読んでて嬉しくなりました。ありがとうございます。
清水作品、レンタルとかで全然無いので諦めてましたが、このレビューを見て、なんとか探そうと決意しました。
これからも時々覗いて勉強させてください。
投稿: あけぼの | 2008年5月30日 (金) 15:32
こんばんは
監督が草なぎ君以外には、この役を出来ないと言い切ったとか、確かにハマリ役だったと思いました。彼以外の役者だと、嫌味が残りそうですね。それと謎の女を演じたマイコもなかなかでしたね。今後が期待される女優さんですね。
久し振りに心癒される映画を見せていただきましたよ。
投稿: ケント | 2008年6月 1日 (日) 20:19
>あけぼのさん、ようこそ。
お褒めの言葉ありがとうございます。励みになります。
清水宏監督作品は、TSUTAYAにVHSで「按摩と女」「有りがたうさん」「港の日本娘」を置いてある所がありますが、それでも少ないです。不当に扱われてますね。

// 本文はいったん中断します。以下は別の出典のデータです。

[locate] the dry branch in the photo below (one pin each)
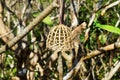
(73, 72)
(109, 6)
(37, 20)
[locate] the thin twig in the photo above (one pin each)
(38, 19)
(110, 6)
(88, 56)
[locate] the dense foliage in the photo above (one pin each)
(30, 59)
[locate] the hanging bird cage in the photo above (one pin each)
(58, 38)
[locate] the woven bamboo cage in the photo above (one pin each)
(58, 38)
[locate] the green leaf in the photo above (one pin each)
(48, 21)
(109, 28)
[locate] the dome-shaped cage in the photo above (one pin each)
(58, 38)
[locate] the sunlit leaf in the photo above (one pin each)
(102, 38)
(109, 28)
(48, 21)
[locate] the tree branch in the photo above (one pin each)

ようやく、「山のあなた」の公開がきっかけでしょうか、今年になって前記作品をまとめたDVDボックスが発売になりました。ただ、レンタルショップにはまだ出ていないようです。
でもDVDが出るだけでも有難いことです。黒澤の「隠し砦-」のレンタルも高稼働のようですし、旧作がこうして見直されるだけでも、リメイクの価値はあったと言えるでしょうね。
投稿: Kei(管理人) | 2008年6月 6日 (金) 11:12
>ケントさん
草彅君はいい味出してますね。
彼は舞台でも「瞼の母」や「父帰る」などで高く評価されている実力派ですからね。単なるアイドルじゃないです。
マイコさんは、昭和13年の映画の中に登場したとしても違和感ないですね。よく見つけたものです。今年の新人賞は当確でしょうね。
これからの活躍を期待いたしましょう。